Dada su condición de contraparte de la humanidad en todos los niveles, la naturaleza reviste el carácter de una persona jurídica a la vez supranacional y omnipresente cuyos derechos pueden y deben hacerse valer en todos los ámbitos, desde el mundial hasta el local. Se trata de una persona jurídica de Derecho Público que puede asimilarse a una "Fundación para la Vida", la cual ha sido creada por sí misma (o ha sido creada, si se quiere, por un Creador) para hacer del planeta tierra la morada de un universo de seres vivientes.

El Patrimonio de la Naturaleza

Al igual que todas las fundaciones, la naturaleza consiste esencialmente en un patrimonio afecto a un fin. Este "patrimonio de afectación" de la naturaleza comprende la totalidad de los elementos del mundo natural, animados e inanimados, todos los cuales desempeñan de una manera u otra, una función en el seno de la "empresa de la vida". Como la "natura naturans" y la "natura naturata" de Spinoza, la naturaleza y su patrimonio se identifican de hecho, pero pueden distinguirse conceptualmente como expresión ideal y expresión material, respectivamente, de la entidad universal. Este doble aspecto de la naturaleza confiere a sus derechos un carácter a la vez patrimonial y extrapatrimonial, de derechos de propiedad y de derechos de la personalidad. Al asumir la defensa de cualquiera de sus componentes ante una agresión humana, la naturaleza ejerce al mismo tiempo su derecho a la vida e integridad y su derecho de dominio por ser el elemento afectado tanto parte representativa de ella misma como parte integrante de su patrimonio.
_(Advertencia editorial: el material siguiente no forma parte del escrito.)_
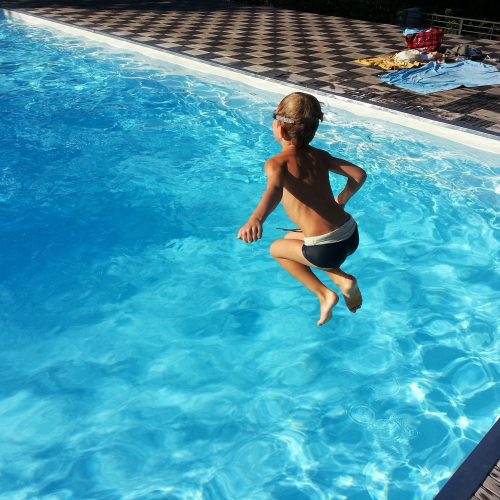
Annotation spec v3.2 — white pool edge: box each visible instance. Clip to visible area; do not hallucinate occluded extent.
[4,8,500,156]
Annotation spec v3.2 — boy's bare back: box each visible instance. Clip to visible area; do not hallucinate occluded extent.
[265,145,365,238]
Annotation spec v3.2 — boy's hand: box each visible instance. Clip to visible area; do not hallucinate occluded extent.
[238,218,263,243]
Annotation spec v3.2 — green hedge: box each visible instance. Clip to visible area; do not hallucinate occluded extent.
[239,0,408,23]
[272,0,403,23]
[238,0,499,24]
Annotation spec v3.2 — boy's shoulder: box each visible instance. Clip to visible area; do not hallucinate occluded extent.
[263,154,287,178]
[266,150,289,167]
[309,146,333,160]
[267,146,335,168]
[270,145,331,158]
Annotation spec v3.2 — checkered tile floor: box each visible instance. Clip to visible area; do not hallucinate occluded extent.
[4,0,500,136]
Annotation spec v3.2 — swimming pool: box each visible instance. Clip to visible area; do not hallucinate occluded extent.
[1,14,499,499]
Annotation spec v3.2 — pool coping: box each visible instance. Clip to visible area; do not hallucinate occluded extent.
[436,418,500,499]
[4,8,500,156]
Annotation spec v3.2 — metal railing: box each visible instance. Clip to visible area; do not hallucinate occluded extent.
[426,12,500,39]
Es la naturaleza misma como entidad universal la que hace valer sus derechos, no el ser u objeto natural individual respectivo. Esta presencia unitaria del mundo natural en el terreno jurídico resulta a todas luces preferible a una presencia fragmentada en que cada elemento defiende solamente sus propios derechos. Desde el punto de vista teórico, esta situación refleja mejor la realidad ecológica y responde mejor a las exigencias jurídicas. Y desde el punto de vista práctico, es indiscutible que la defensa ejercida en nombre de la naturaleza toda, basada en los intereses generales de ésta, posee mucho mayor peso que la defensa entablada sólo en nombre de un elemento específico del mundo natural, fundada en los intereses puntuales de éste. Lo anterior no se opone, sin embargo, a la existencia de derechos propios de los seres vivos, diferentes de los derechos de la naturaleza. Estos derechos particulares corresponden a intereses que no coinciden con los de la naturaleza en general. Es el caso de los animales que, como seres sensibles, tienen el derecho de que no se les haga víctimas de sufrimientos físicos o psíquicos, aunque las acciones u omisiones humanas que causen estos sufrimientos no puedan considerarse como dañinas desde el punto de vista ecológico.

Los derechos de la naturaleza sobre su patrimonio coexisten con los derechos que personas humanas tienen sobre los bienes de ese patrimonio. Hay que distinguir, en consecuencia, el dominio ecológico del dominio civil. Aquél equivale a una limitación de éste: el derecho de propiedad de las personas sobre los elementos del mundo natural no es absoluto, sino que se encuentra condicionado por la "función natural" que éstos desempeñan como parte del patrimonio de la naturaleza. Esta situación es comparable, en cierto modo, a la limitación del mismo derecho de propiedad que se desprende de su "función social". Los propietarios de bienes de la naturaleza, al ejercer las facultades inherentes al dominio sobre ella, deben tomar en consideración las necesidades de la biósfera y no pueden alterarlos sustancialmente ni menos destruirlos o desafectarlos de su destino natural sin la autorización debidamente fundada de quienes representen los intereses de la naturaleza. Esta norma rige no sólo para los particulares, sino con mayor razón para los encargados de la cosa pública, quienes deben observarla tanto en el manejo de los bienes de dominio público como en la planificación del uso de los recursos naturales en general.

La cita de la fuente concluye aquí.